Das Grün auf dem Dach

Viele Flächen auf Gebäuden lassen sich in blühende Biotope verwandeln

Baugrundstücke werden tendenziell immer kleiner, die Flächenversiegelung in vielen Siedlungsbereichen schreitet voran. Die Folgen sind spürbar: Bei Starkregen-Ereignissen kann das Wasser vielerorts nicht mehr auf natürliche Weise versickern, sondern staut sich in der Kanalisation.

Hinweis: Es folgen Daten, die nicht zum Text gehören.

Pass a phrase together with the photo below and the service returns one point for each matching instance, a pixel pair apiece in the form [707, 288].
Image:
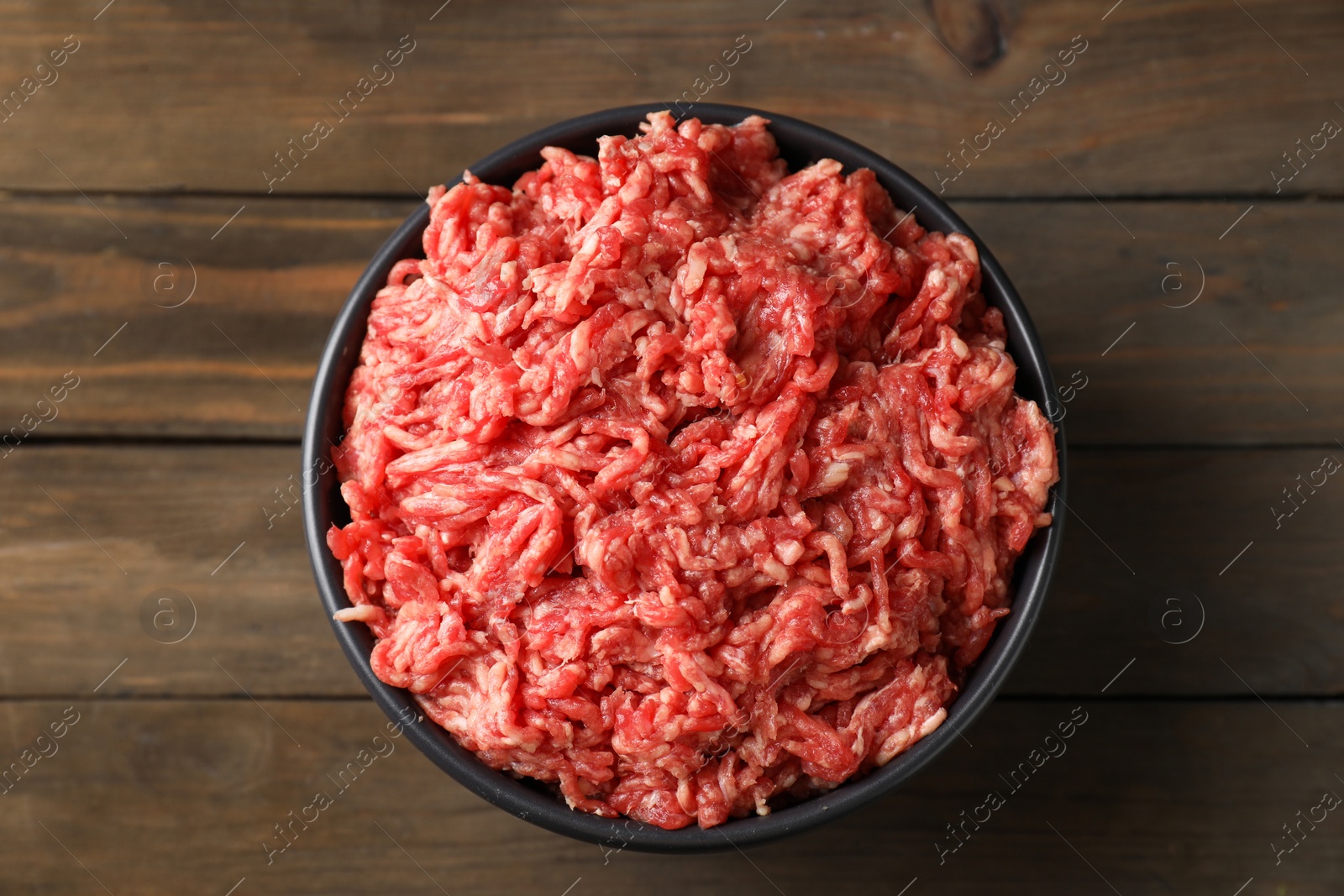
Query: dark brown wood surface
[1135, 204]
[1265, 332]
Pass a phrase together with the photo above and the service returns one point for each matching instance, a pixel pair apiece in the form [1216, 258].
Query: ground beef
[683, 483]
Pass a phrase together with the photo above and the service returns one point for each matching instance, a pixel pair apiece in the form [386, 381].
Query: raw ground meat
[683, 483]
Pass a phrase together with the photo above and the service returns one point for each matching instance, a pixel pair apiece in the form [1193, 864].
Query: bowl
[800, 144]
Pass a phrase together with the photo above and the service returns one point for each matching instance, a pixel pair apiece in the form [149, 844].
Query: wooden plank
[1200, 98]
[93, 533]
[237, 359]
[176, 797]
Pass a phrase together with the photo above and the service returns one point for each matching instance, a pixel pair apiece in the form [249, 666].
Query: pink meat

Zudem leidet das lokale Mikroklima, an heißen Sommertagen steht in Wohngebieten förmlich die Hitze und schafft fast schon wüstenartige Bedingungen. Dabei bleiben vielfach Möglichkeiten ungenutzt, die dieser Entwicklung entgegenwirken könnten. Flachdächer auf dem Eigenheim oder auch Garagendächer etwa werden mit einer Bepflanzung zu grünen Lungen in der Stadt, die auf nachhaltige Weise die Wohn- und Lebensqualität verbessern können.

Gründachvarianten im Vergleich

Hauseigentümer, die eine Dachbegrünung planen, können zwischen verschiedenen Varianten wählen. Einen geschlossenen natürlichen Teppich erhält das Dach bei der sogenannten extensiven Begrünung – sie ist pflegeleicht, aber nicht komplett pflegefrei. Gelegentliches Düngen und das Beseitigen von Unkraut reichen dabei bereits aus.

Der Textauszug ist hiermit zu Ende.